A man. Massive. Pinning me to the mattress with a grip that burns almost as hot as my flames. Wild red hair falls across his face. A scar bisects his jaw. His gaze?—
Inhuman. Molten. Dragon.
“Easy, love.” His voice is rough, too loud, filling the space between us. “Nobody’s going to hurt you here.”
Liar.
The fire surges. He doesn’t flinch. His grip stays locked on my wrists even as the flames crawl up his forearms, singeing the dark hair there. His hold is iron, but not painful. Containing, not crushing.
“That’s it.” He speaks slowly, deliberately. “Get it out. Burn if you need to. I can take it.”
I thrash beneath him. Twist. Try to buck him off. He weighs a bloody ton and moves with me, absorbing every desperate attempt at escape without losing his hold. My wrists stay trapped. The fire keeps pouring out of me in waves I can’t control.

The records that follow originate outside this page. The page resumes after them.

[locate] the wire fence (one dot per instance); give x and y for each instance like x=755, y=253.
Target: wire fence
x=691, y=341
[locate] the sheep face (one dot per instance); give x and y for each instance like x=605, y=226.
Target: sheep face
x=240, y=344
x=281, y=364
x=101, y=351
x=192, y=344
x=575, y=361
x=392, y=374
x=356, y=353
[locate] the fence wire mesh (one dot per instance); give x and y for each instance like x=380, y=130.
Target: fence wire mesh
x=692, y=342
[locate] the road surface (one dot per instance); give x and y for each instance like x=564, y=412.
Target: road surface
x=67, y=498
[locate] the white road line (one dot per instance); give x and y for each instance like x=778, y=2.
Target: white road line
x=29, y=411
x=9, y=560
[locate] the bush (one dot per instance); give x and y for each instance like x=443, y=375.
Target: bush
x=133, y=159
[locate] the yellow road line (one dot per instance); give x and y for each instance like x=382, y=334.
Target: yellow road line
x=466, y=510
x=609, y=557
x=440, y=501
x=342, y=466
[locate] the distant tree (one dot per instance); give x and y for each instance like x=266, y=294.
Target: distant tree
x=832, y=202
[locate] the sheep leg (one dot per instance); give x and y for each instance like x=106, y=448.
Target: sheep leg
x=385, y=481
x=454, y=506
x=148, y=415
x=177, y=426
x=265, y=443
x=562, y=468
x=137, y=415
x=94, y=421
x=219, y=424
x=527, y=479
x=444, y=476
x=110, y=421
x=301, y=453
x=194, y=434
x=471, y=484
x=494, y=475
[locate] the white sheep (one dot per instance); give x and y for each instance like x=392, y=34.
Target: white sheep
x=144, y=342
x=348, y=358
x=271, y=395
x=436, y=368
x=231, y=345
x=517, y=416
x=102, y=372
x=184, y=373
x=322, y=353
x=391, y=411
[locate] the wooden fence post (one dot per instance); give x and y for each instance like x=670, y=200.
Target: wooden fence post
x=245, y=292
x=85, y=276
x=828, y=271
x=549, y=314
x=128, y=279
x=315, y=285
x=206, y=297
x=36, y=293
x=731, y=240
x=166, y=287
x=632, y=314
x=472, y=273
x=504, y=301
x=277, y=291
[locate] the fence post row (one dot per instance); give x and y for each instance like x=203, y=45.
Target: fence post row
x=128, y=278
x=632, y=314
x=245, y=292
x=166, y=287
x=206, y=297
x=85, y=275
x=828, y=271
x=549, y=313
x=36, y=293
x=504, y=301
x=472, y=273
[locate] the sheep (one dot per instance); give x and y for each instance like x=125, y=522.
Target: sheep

Can’t stop it. Can’t stop it. Can’t?—
“Breathe.” The word cuts through the panic. “In through your nose. Out through your mouth. Come on, you can do this.”
I try. Fail. My lungs refuse to cooperate, my mind refuses to quiet, and I’m burning and screaming and?—
The fire dies.
Not gradually. All at once. One second I’m an inferno, the next I’m empty. Hollowed out. Shaking so hard my teeth rattle.
The man above me exhales. His fingers loosen on my wrists but don’t release them entirely. Waiting for the next explosion.
Smart. I’d detonate again if I could.
“There you are.” A crooked grin splits his face. Burns mark his forearms—red, already blistering—but he doesn’t seem to notice. “Thought you might bring down the whole fortress there for a minute. Would’ve been impressive, honestly.”
I stare at him. At the rough ceiling beyond his shoulder. At the medical supplies arranged on a table to my right. Glass vials. Herbs drying on racks. Surgical instruments laid out on clean cloth.
Infirmary. My brain supplies the word automatically. Knowledge from my clinic in Cork.
Next my logical panic takes over: assess the environment, identify the escape routes, locate anything that could serve as a weapon.
Solid walls. No windows. One door. A man on top of me. The scalpel on the table, three feet away.
That gaze. That impossible heat behind his irises.
Dragon.
My captors are dragons.
The memory slams into me. Underground chamber. Channels carved in rock, dark with dried blood. Chanting in a language that made my bones vibrate. A woman’s face smiling as they drained me.Your blood sings. Let it sing for me.
I move.
Terror makes me fast. Faster than I’ve ever been in my life. I wrench my right wrist free, twist my body, and my fingers close around the scalpel’s handle. The man—the dragon—rears back on instinct, giving me the space I need to scramble off the bed and press my spine against the wall.